With only a few thousand pachyderms left in the wild, elephants in Asia are facing a bleak future. And so are captive elephants, warn the authors of a new study.
A team of researchers from the University of Sheffield in the United Kingdom and the University of Turku in Finland set out to investigate how trends in elephant capture from the wild influenced the birth, death and population growth of 3,500 working elephants over 54 years, between 1960 and 2014, in Myanmar, which has the world’s largest population of wild Asian elephants.
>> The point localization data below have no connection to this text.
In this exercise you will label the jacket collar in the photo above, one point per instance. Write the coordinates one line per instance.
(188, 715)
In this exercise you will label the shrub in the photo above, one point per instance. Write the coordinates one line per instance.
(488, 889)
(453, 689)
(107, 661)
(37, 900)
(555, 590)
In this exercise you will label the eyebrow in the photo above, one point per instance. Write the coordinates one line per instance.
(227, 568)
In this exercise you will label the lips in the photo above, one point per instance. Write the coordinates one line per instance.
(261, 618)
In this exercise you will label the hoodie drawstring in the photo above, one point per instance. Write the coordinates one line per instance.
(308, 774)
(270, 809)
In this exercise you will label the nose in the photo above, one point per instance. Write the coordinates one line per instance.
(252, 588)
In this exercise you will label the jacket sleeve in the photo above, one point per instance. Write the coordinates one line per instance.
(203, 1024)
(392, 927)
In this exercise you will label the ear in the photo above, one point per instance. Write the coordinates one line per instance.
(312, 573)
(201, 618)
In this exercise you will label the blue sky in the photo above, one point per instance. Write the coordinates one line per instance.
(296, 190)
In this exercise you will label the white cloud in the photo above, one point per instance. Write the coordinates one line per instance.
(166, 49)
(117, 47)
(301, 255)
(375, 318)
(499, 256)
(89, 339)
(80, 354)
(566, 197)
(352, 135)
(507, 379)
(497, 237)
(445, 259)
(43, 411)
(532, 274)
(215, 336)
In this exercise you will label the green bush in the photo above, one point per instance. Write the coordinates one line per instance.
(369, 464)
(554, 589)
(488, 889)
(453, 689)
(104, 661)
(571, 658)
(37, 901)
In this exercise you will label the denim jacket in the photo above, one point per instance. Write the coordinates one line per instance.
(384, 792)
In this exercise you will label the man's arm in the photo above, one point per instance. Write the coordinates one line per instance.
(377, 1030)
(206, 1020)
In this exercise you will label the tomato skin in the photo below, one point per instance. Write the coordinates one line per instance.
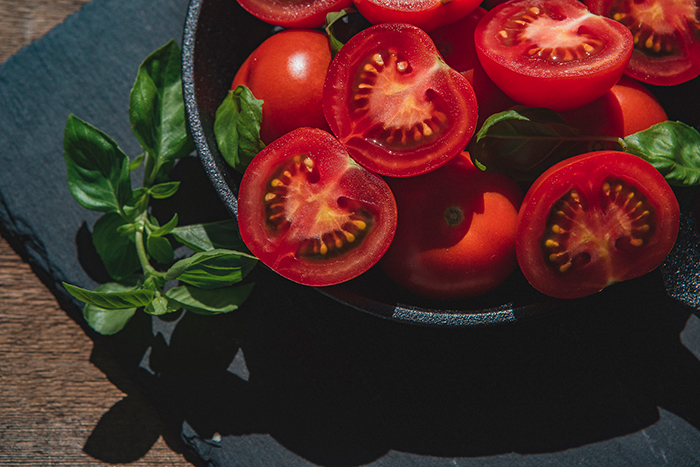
(605, 243)
(455, 41)
(292, 14)
(425, 14)
(322, 199)
(624, 110)
(287, 71)
(529, 64)
(672, 23)
(434, 259)
(394, 103)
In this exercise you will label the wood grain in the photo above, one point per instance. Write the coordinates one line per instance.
(63, 401)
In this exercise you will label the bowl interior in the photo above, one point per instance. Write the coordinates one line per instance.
(218, 36)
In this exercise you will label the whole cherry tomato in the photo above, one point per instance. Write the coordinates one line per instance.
(593, 220)
(287, 72)
(455, 236)
(626, 109)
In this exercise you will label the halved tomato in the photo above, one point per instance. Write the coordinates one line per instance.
(312, 214)
(394, 103)
(552, 53)
(593, 220)
(426, 14)
(666, 37)
(293, 13)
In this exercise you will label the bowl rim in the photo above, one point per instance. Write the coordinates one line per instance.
(506, 313)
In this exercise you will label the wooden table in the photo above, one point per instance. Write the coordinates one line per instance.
(63, 400)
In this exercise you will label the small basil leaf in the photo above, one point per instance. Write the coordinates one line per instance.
(156, 106)
(210, 301)
(237, 127)
(98, 170)
(109, 322)
(160, 249)
(160, 305)
(210, 236)
(673, 148)
(212, 269)
(164, 190)
(111, 300)
(523, 142)
(118, 253)
(167, 228)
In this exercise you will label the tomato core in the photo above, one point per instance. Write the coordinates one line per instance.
(574, 228)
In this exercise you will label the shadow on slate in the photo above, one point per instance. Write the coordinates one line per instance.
(294, 379)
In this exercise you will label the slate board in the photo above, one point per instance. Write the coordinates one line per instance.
(294, 379)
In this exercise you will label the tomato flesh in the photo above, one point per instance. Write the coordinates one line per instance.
(426, 14)
(293, 13)
(552, 54)
(394, 104)
(593, 220)
(310, 213)
(666, 37)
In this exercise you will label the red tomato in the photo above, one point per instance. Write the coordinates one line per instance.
(626, 109)
(593, 220)
(287, 72)
(666, 41)
(310, 213)
(288, 14)
(552, 53)
(456, 232)
(455, 41)
(426, 14)
(395, 104)
(489, 96)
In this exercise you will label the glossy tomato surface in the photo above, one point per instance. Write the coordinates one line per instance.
(593, 220)
(312, 214)
(456, 231)
(293, 13)
(287, 72)
(393, 102)
(552, 53)
(626, 109)
(666, 40)
(455, 41)
(426, 14)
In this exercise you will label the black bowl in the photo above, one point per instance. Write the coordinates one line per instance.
(218, 36)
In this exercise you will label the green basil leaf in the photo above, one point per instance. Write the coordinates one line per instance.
(237, 127)
(212, 269)
(673, 148)
(156, 106)
(160, 305)
(98, 170)
(210, 236)
(164, 190)
(109, 322)
(160, 249)
(167, 228)
(210, 301)
(118, 252)
(524, 142)
(111, 299)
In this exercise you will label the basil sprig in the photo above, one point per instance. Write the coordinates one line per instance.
(523, 142)
(136, 250)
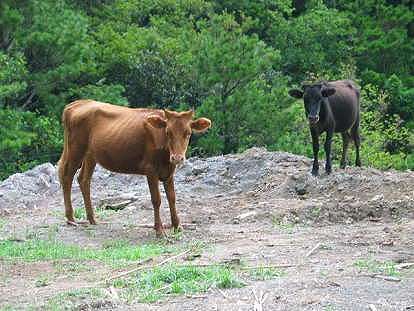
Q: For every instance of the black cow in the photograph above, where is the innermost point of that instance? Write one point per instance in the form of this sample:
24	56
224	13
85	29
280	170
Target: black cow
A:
331	107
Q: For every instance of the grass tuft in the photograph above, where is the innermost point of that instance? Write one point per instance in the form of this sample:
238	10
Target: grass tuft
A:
263	273
153	285
117	251
384	267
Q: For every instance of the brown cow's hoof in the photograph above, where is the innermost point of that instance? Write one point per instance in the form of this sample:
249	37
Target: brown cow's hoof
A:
160	234
92	221
178	228
72	223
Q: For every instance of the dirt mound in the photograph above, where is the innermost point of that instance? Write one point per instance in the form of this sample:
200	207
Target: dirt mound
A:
276	182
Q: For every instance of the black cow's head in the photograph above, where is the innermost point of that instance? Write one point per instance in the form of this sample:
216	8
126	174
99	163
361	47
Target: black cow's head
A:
313	97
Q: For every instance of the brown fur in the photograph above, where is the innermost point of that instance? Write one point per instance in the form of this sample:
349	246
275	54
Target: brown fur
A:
133	141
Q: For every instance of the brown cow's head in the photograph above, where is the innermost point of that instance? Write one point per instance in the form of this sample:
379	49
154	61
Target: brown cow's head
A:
178	127
313	97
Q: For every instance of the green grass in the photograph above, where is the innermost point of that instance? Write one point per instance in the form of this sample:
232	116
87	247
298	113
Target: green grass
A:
282	225
72	299
174	279
42	281
37	249
263	273
3	223
375	266
154	284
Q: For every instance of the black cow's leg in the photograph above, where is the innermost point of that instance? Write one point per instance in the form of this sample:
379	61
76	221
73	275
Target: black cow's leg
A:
357	141
315	145
345	143
328	143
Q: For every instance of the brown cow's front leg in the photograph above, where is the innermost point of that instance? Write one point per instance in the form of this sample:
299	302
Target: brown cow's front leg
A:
170	191
153	184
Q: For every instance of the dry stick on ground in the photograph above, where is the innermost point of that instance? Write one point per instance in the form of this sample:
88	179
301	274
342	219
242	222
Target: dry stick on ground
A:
151	226
313	250
144	267
372	307
259	300
241	268
404	265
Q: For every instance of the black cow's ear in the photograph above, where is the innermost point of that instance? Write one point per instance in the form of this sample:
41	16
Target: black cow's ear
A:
296	93
327	91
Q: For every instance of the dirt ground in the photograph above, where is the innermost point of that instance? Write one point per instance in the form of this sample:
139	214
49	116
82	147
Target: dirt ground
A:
259	207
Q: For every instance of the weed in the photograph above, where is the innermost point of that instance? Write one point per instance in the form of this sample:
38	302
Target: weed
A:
174	279
73	298
153	285
42	281
37	249
375	266
264	273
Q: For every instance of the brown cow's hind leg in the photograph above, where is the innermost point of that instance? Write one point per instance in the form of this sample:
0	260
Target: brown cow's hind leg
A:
84	179
67	170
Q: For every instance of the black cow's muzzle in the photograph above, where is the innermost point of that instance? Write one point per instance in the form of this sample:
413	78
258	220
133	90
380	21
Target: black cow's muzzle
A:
313	119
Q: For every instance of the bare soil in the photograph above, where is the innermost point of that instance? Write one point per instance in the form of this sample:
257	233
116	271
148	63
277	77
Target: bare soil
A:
259	207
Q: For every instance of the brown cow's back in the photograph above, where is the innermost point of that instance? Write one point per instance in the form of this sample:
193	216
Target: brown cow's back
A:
115	136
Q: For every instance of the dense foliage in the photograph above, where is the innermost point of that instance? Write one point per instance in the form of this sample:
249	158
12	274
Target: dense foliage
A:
231	60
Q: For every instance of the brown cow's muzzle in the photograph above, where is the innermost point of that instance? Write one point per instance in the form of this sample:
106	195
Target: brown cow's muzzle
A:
177	159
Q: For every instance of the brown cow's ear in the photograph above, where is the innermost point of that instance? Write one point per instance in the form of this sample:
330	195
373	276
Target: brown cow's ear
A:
327	91
187	114
200	125
296	93
156	121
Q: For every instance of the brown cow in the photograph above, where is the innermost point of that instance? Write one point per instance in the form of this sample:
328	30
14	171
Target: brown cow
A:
133	141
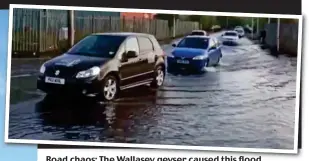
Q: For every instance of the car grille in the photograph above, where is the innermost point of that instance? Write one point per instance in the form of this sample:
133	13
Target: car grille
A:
183	58
64	72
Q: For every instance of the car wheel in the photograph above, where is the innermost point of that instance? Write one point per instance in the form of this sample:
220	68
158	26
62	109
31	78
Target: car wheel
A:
110	88
218	61
158	77
207	63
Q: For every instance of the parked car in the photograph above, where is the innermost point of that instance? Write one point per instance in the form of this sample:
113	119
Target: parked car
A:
240	32
104	64
199	32
194	53
230	37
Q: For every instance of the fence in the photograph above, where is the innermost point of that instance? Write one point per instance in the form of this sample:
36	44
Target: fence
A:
288	37
38	31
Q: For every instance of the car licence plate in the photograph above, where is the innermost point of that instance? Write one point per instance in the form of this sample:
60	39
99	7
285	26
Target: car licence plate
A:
54	80
183	61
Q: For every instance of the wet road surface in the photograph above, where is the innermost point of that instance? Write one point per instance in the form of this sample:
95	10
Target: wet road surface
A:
247	101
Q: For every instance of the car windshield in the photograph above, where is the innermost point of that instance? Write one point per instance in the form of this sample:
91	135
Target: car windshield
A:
197	33
198	43
104	46
230	34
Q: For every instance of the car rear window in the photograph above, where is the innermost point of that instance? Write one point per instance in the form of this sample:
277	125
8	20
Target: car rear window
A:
197	33
145	44
198	43
230	34
98	45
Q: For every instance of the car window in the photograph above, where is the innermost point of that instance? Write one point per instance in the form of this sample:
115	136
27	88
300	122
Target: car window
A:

The scientists relied on data involving birth and death rates to assess the outlook for captive elephants. Their findings indicate, not surprisingly, that in order to ensure the population growth of captive elephants, juvenile elephants must be better protected. “Importantly, wild-caught females had reduced birth rates and a higher mortality risk,” they observe in their paper.
“However, despite the disadvantages of wild-capture, the population may not be sustainable without it, with immediate declines owing to an unstable age-structure that may last for 50 years,” they add. “Our results highlight the need to assess the long-term demographic consequences of wild-capture to ensure the sustainability of captive and wild populations as species are increasingly managed and conserved in altered or novel environments.”
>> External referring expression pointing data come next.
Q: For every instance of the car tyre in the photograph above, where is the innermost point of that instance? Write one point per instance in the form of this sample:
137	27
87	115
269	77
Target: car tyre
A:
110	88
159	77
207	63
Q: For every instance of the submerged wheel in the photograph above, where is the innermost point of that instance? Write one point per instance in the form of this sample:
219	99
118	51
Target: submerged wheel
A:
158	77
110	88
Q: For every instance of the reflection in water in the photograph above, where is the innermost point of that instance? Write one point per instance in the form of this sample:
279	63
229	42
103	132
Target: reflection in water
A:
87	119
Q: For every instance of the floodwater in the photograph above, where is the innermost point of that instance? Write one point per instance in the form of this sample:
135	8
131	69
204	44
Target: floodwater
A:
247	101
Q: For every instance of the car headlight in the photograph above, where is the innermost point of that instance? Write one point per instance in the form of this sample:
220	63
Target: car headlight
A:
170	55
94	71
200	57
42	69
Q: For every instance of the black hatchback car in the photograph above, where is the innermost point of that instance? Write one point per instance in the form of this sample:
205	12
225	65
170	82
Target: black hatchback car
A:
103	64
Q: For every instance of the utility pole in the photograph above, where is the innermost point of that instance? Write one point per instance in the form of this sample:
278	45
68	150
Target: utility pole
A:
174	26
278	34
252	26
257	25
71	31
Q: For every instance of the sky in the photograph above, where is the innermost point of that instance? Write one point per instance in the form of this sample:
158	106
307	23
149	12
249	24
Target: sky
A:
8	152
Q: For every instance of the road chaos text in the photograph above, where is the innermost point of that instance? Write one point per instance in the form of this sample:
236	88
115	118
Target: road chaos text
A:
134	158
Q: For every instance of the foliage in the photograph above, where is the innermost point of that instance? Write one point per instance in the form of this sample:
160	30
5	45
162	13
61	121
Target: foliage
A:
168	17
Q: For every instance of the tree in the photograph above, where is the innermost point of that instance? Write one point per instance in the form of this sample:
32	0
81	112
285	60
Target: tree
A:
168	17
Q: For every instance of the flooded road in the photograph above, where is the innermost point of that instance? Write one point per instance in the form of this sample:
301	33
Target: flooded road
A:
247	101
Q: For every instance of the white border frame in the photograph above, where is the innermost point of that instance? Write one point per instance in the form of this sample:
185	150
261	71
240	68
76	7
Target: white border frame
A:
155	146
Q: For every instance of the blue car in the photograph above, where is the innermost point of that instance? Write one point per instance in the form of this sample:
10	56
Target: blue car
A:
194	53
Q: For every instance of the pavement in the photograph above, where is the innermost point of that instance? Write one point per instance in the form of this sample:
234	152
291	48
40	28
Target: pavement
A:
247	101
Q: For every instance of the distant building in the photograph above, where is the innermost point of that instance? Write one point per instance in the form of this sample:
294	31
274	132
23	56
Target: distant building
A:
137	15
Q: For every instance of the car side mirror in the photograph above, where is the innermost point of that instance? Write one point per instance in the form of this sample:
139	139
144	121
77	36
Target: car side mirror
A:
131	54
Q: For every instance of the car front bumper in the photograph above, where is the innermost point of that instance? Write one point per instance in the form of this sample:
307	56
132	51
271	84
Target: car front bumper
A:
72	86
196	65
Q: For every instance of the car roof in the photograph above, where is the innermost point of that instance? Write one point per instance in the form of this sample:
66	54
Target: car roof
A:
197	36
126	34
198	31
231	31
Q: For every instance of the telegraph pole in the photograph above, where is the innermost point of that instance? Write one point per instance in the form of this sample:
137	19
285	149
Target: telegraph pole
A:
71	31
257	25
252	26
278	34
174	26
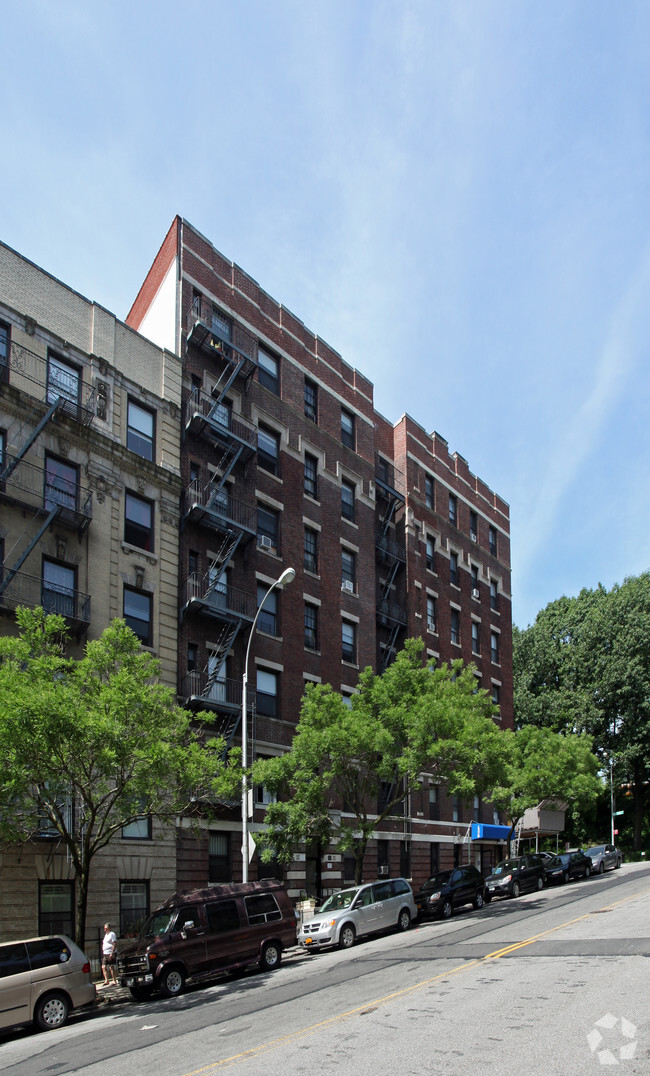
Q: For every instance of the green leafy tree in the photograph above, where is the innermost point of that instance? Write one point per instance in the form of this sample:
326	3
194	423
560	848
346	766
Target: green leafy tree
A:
90	746
369	756
542	764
A key is to ensure better welfare standards for captive elephants, especially females and their calves, so as to reduce mortality rates and reduce the incentive for wild capture. “[A]s the elephants are separated from their mothers and trained for work around the age of four, [this] can be stressful for them,” the researchers say. Allowing captive mothers enough time and opportunity to bond with their calves is also important.
“Our model suggests we may see declines in captive elephants for up to 50 years so we must now work to ensure that the captive population is sustainable,” says John Jackson, a researcher from the University of Sheffield’s Department of Animal and Plant Sciences who was lead author of the paper. “With so many Asian elephants in captivity, we must safeguard both captive and wild elephant populations and the people living and working alongside them for the future of the species,” he adds.
As tourists, we can all do our best to help captive elephants in small ways. One way of doing so is saying no to elephant rides that are popular tourist attractions in countries like Myanmar and Thailand. These rides can take a heavy emotional and physical toll even on the strongest jumbos. “Many of us have the opportunity to visit captive elephants used in tourism, particularly in Southeast Asia,” Jackson says. “We all have our part to play to ensure that the welfare of captive elephants is improved and this may have a positive effect on Asian elephants globally.”
Simultaneously, conservation efforts aimed at protecting wild herds must be improved to ensure that no wild elephant is taken captive. “The dependence of captive elephant populations on capture from the wild in the past is truly alarming,” notes Prof.Virpi Lummaa, a scientist at the University of Turku. “The problem with elephants is that they take so long to grow and reproduce and have very complex social lives, making them vulnerable to population declines when disturbed.”